TASTING GEORGIA: A food and wine journey in the Caucasus
May 11, 2020
Tasting Georgia is back! My book about food and wine in Georgia with 70 recipes – which Newsweek listed as one of the 6 Best Travel Books of the Last Decade – had briefly sold out but it’s now newly available in a revised edition in both the original hardback and new paperback versions. The book was included in the New York Times list of cookbooks that make you want to travel. Of course, we all want to travel at the moment but, in the meantime, reading about it is a good place to start!
I’m thrilled because the book has also won the Guild of Food Writers’ Food and Travel Award, was shortlisted for the Art of Eating Book Award; won Best Food Book 2017 UK at the Gourmand International Cookbook Awards; was shortlisted for the IACP Culinary Travel Book Award and was listed by the Atlantic as one of 9 Best Cookbooks of 2017.
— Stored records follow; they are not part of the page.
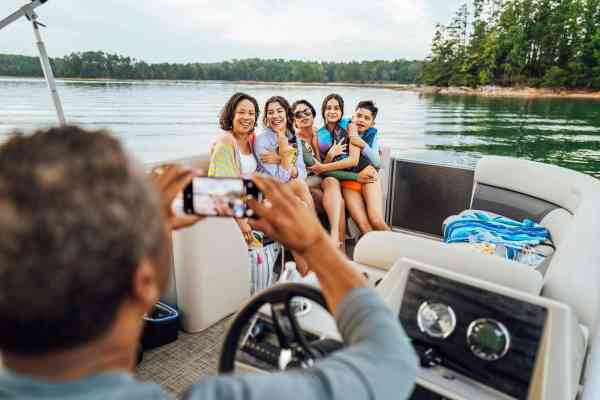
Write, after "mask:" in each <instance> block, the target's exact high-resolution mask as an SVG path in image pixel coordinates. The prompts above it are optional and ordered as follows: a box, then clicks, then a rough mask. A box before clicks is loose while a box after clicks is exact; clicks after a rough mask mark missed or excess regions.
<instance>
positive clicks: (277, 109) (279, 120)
mask: <svg viewBox="0 0 600 400" xmlns="http://www.w3.org/2000/svg"><path fill="white" fill-rule="evenodd" d="M267 126H268V127H269V128H271V129H272V130H274V131H275V132H285V129H286V126H287V115H286V111H285V108H284V107H283V106H282V105H281V104H280V103H279V102H277V101H275V102H272V103H269V105H268V106H267Z"/></svg>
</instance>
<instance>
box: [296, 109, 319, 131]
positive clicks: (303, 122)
mask: <svg viewBox="0 0 600 400" xmlns="http://www.w3.org/2000/svg"><path fill="white" fill-rule="evenodd" d="M293 111H294V122H295V123H296V126H297V127H298V128H299V129H303V128H310V127H312V126H313V124H314V121H315V116H314V115H313V114H312V110H311V109H310V108H309V107H308V106H307V105H306V104H302V103H300V104H298V105H297V106H296V108H294V110H293Z"/></svg>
If you’d like a copy signed by me, follow this link and you can email me to arrange it.
I’ve also published another book about Georgia: Georgian Khachapuri and Filled Breads is the first in my series of small, pocket-size books about different aspects of Georgian cuisine and culture. The fully illustrated book includes 10 recipes, introductions to Georgia and its cooking, and has 64 pages. It’s super affordable and makes a great present.
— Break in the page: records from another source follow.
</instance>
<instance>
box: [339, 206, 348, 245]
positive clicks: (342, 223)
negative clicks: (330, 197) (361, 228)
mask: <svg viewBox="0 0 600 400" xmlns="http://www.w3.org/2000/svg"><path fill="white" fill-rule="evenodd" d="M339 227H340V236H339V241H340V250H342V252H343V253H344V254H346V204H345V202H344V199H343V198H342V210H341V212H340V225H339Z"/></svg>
I’m currently working on the second in the series, on Georgian spices.
Mount Ushba, Svaneti
The idea for TASTING GEORGIA A food and wine journey in the Caucasus was born in June, 2013, when I visited the country for the first time. It only took a few days for me to fall in love with the people, their food, wine and culture. On the day I was leaving, I said to John Wurdeman: “I know this sounds crazy because I’ve only been here for a few days but I can feel a book coming on!” His encouragement and the help and support of many wonderful friends in Georgia have led to this large and complex book being born. I’ve been to Georgia countless times since then, travelling up and down the country in search of the best stories, foods, recipes and wines.
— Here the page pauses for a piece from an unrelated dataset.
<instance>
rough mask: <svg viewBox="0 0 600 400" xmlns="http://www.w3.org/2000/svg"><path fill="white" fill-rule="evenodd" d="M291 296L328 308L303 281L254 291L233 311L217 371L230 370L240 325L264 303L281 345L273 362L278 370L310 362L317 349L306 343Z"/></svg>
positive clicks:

Marina’s Khinkali Dumplings
Like my last three Italian books, this book is about the culture of making food and wine. I like to write these books with a reading traveller (or travelling reader) in mind, so you’ll find oral histories of women in the highlands of the Greater Caucasus alongside their recipes, photos and local highlights. There are maps too, to help find these often hard-to-locate families living in rural areas of the country.
The result is a 464-page book with 70 recipes, hundreds of colour photographs as well as maps and historical and cultural attractions throughout the country.
It’s been a wonderful journey for me, and I hope Tasting Georgia will encourage many more people to travel to – and fall in love with – Georgia.